This post is difficult to write. Lou Piniella has always been a favorite ever since his playing days. He's always been a passionate, feisty player and manager in all his years in the game. As a manager, his teams have come in first place six times including two in a row for the Cubs. He won a World Series championship in 1990 with the Cincinnati Reds. But perhaps he isn't the right guy managing the current Chicago Cubs.
The Cubs came into the season after two first place finishes with extremely high expectations. Universally selected to win the division, the hopes of a desperate fan base again hope that this is the year. And it sure feels like the Cubs are playing tighter than a suspected heretic on the rack during the Inquisition. That tightness may well explain the blow ups we have seen all year by Zambrano, Bradley and others. In such a situation, Lou Piniella isn't exactly a loosey goosey kind of manager.

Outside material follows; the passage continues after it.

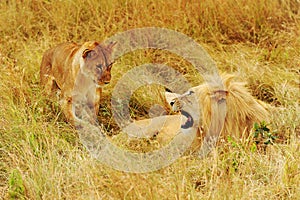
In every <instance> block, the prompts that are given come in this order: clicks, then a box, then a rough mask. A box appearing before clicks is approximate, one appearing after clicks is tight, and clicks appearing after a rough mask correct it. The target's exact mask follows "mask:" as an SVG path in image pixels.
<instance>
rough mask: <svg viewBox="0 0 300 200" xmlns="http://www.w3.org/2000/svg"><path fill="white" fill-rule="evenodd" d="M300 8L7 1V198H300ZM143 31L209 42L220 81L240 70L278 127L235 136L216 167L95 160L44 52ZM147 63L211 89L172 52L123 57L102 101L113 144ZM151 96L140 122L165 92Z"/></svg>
mask: <svg viewBox="0 0 300 200" xmlns="http://www.w3.org/2000/svg"><path fill="white" fill-rule="evenodd" d="M299 8H300V2H299V1H298V0H251V1H250V0H240V1H239V0H224V1H222V0H216V1H214V0H197V1H196V0H195V1H194V0H192V1H184V0H182V1H181V0H174V1H162V0H153V1H147V0H146V1H139V0H134V1H125V0H110V1H108V0H107V1H105V0H104V1H94V0H93V1H92V0H87V1H79V0H74V1H71V0H66V1H50V0H41V1H38V0H28V1H23V0H11V1H4V0H2V1H0V91H1V92H0V134H1V135H0V199H300V187H299V186H300V117H299V113H300V108H299V97H300V96H299V84H300V82H299V77H300V9H299ZM141 27H162V28H168V29H172V30H175V31H178V32H181V33H183V34H185V35H187V36H189V37H191V38H193V39H194V40H195V41H196V42H198V43H199V44H201V45H202V46H203V47H204V48H205V50H206V51H207V52H209V54H210V55H211V57H212V58H213V59H214V60H215V62H216V64H217V66H218V69H219V71H220V72H228V73H236V74H237V75H238V77H239V78H240V79H241V80H244V81H247V83H248V84H247V86H248V87H249V89H250V90H251V92H252V94H253V95H254V96H255V97H257V98H258V99H260V100H262V101H264V102H267V103H270V104H271V105H272V106H274V107H276V108H277V109H278V111H277V112H276V114H275V115H273V117H272V120H271V122H270V124H268V125H267V126H268V128H270V130H267V131H266V133H265V135H264V136H263V137H259V138H255V137H254V134H250V136H249V137H248V138H244V139H238V138H230V137H229V138H227V139H225V141H223V142H222V143H220V144H219V145H218V147H217V149H216V150H215V151H214V152H212V153H211V154H210V155H209V156H208V157H206V158H203V159H199V158H197V157H194V156H188V155H187V156H184V157H182V158H180V159H178V160H177V161H176V162H174V163H173V164H172V165H170V166H168V167H165V168H163V169H160V170H159V171H155V172H151V173H144V174H134V173H125V172H120V171H116V170H114V169H112V168H110V167H108V166H105V165H104V164H102V163H100V162H98V161H97V160H95V159H93V158H92V157H91V156H90V155H89V153H88V152H87V150H86V149H85V148H84V147H83V145H82V144H81V142H80V139H79V137H78V135H77V133H76V130H74V128H72V127H71V126H70V125H69V124H67V123H66V122H65V120H64V117H63V115H62V114H61V110H60V109H59V106H58V103H57V102H56V101H55V100H52V99H49V98H48V97H45V96H44V95H42V88H41V87H40V84H39V65H40V62H41V58H42V55H43V52H44V51H45V50H47V49H48V48H50V47H52V46H54V45H56V44H59V43H61V42H65V41H75V42H78V43H82V42H84V41H88V40H97V41H102V40H104V39H106V38H108V37H110V36H112V35H114V34H116V33H119V32H122V31H126V30H130V29H133V28H141ZM148 62H157V63H165V64H167V65H169V66H172V67H174V69H176V70H178V71H179V72H181V73H182V74H183V75H184V76H185V77H186V78H187V80H189V81H190V82H191V84H192V85H197V84H199V83H201V80H200V79H198V77H197V76H196V75H195V70H194V69H193V68H192V66H190V64H189V63H187V62H186V61H184V60H182V59H180V58H177V57H176V56H174V55H170V54H168V53H166V52H157V51H154V50H141V51H136V52H132V53H130V54H128V55H125V56H124V57H121V58H120V59H118V60H117V61H116V62H115V64H114V66H113V69H112V81H111V84H110V85H109V86H107V87H106V88H105V89H104V91H103V97H102V99H101V102H102V103H101V104H102V106H101V108H100V109H101V110H100V116H99V118H100V121H101V122H102V123H103V125H104V127H106V129H107V135H108V137H117V136H118V134H117V133H118V127H117V126H116V125H115V123H114V120H113V117H112V114H111V111H110V96H111V92H112V90H113V88H114V86H115V84H116V83H117V81H118V80H119V79H120V77H122V74H124V73H126V72H127V71H128V70H129V69H132V68H133V67H134V66H137V65H140V64H143V63H148ZM146 89H147V88H146ZM146 89H145V88H144V92H143V94H144V95H139V92H137V93H136V94H135V95H134V98H132V103H131V106H132V108H131V111H132V115H133V117H136V118H143V117H147V109H148V108H149V107H150V106H151V103H161V102H162V100H161V99H160V98H159V97H160V95H157V90H158V89H159V88H157V87H156V86H155V87H150V86H149V88H148V90H146ZM141 90H143V88H142V89H141ZM145 91H147V92H145ZM161 104H162V105H163V103H161ZM236 125H237V126H239V124H236ZM273 136H274V137H273ZM268 139H269V143H267V142H266V140H268ZM257 140H258V141H257ZM255 141H257V142H255ZM264 142H266V143H264ZM125 143H126V142H125ZM270 143H272V144H270ZM130 145H131V143H130V142H127V143H126V144H124V146H126V148H127V147H128V146H129V147H130ZM132 145H135V146H132V148H133V149H134V148H136V146H138V145H137V144H136V143H134V144H132ZM137 148H138V147H137Z"/></svg>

Piniella's intensity is perfect for a team that has lacked a spark for years. The Reds, Mariners and Cubs are perfect examples. He came in at a time when all three of those teams were spinning around and he brought intensity and turned them around. But it is possible that the same intensity wears on his players. The year after his Reds won the World Series, they came in fifth the year after. In Seattle, despite guys like Alex Rodriguez and Junior Griffey, his teams finished first three times, but never sustained that success the year after.

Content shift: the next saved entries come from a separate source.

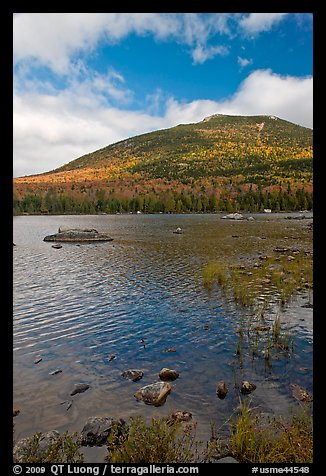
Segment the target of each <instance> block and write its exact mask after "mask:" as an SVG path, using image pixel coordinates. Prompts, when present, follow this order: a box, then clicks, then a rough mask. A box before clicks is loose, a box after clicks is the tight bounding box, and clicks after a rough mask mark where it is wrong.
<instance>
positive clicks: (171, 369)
mask: <svg viewBox="0 0 326 476" xmlns="http://www.w3.org/2000/svg"><path fill="white" fill-rule="evenodd" d="M158 376H159V377H160V379H161V380H171V381H172V380H176V379H177V378H178V377H179V372H177V371H176V370H172V369H167V368H163V369H162V370H161V371H160V373H159V374H158Z"/></svg>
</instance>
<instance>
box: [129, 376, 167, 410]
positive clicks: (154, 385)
mask: <svg viewBox="0 0 326 476" xmlns="http://www.w3.org/2000/svg"><path fill="white" fill-rule="evenodd" d="M171 390H172V385H171V384H170V383H167V382H155V383H152V384H150V385H146V386H145V387H142V388H140V389H139V390H137V392H136V393H135V394H134V397H135V398H137V400H142V401H143V402H145V403H146V404H147V405H154V406H155V407H159V406H161V405H163V404H164V403H165V400H166V397H167V396H168V395H169V393H170V392H171Z"/></svg>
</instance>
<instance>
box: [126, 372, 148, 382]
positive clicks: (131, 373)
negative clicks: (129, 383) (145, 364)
mask: <svg viewBox="0 0 326 476" xmlns="http://www.w3.org/2000/svg"><path fill="white" fill-rule="evenodd" d="M143 375H144V372H143V371H142V370H135V369H133V370H131V369H130V370H125V371H124V372H122V374H121V376H122V377H124V378H128V379H129V380H132V381H133V382H137V381H138V380H140V379H141V378H143Z"/></svg>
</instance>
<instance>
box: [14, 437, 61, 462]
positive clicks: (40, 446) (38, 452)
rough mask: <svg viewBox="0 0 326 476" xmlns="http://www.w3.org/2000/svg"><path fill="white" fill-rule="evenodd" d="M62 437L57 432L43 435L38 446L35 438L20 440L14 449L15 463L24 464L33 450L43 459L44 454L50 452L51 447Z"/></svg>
mask: <svg viewBox="0 0 326 476" xmlns="http://www.w3.org/2000/svg"><path fill="white" fill-rule="evenodd" d="M59 437H60V434H59V432H58V431H56V430H52V431H48V432H47V433H41V434H40V437H39V439H38V442H37V444H35V438H34V436H29V437H27V438H23V439H22V440H19V441H18V442H17V443H16V444H15V446H14V449H13V460H14V463H24V462H25V460H26V458H27V457H28V455H29V454H30V453H31V451H32V450H33V453H34V452H35V453H36V456H38V457H39V458H41V456H42V454H44V453H45V452H46V451H48V449H49V447H50V446H51V445H52V444H53V443H54V442H55V441H56V440H57V438H59Z"/></svg>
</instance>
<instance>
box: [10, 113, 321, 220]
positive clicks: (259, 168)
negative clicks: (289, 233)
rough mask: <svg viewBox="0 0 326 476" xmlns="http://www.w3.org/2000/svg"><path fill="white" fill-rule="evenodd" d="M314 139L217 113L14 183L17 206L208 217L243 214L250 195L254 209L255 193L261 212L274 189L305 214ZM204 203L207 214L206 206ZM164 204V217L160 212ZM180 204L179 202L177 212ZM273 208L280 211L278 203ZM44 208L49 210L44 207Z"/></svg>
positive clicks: (307, 193)
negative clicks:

Obviously, the Fan does not have any inside dope on what goes on in the clubhouse or in the heads of the Cubs players. The observation while watching them playing lately is that they are so tight that they can't perform. They seem paralyzed.
Perhaps Pineilla has done all he can do. Perhaps he isn't the right person for this current situation. The Fan feels the same way about Jerry Manuel of the Mets. Manuel's body language is all wrong in the dugout. He is wearing too much on his sleeve. Torre and Cox are great because you can never tell from their demeanor if they are winning or losing. The Cubs, and the Mets for that matter, may still pull it together and win their respective divisions. But this observer isn't sure they can get it done with their personalities and the personalities of their respective teams.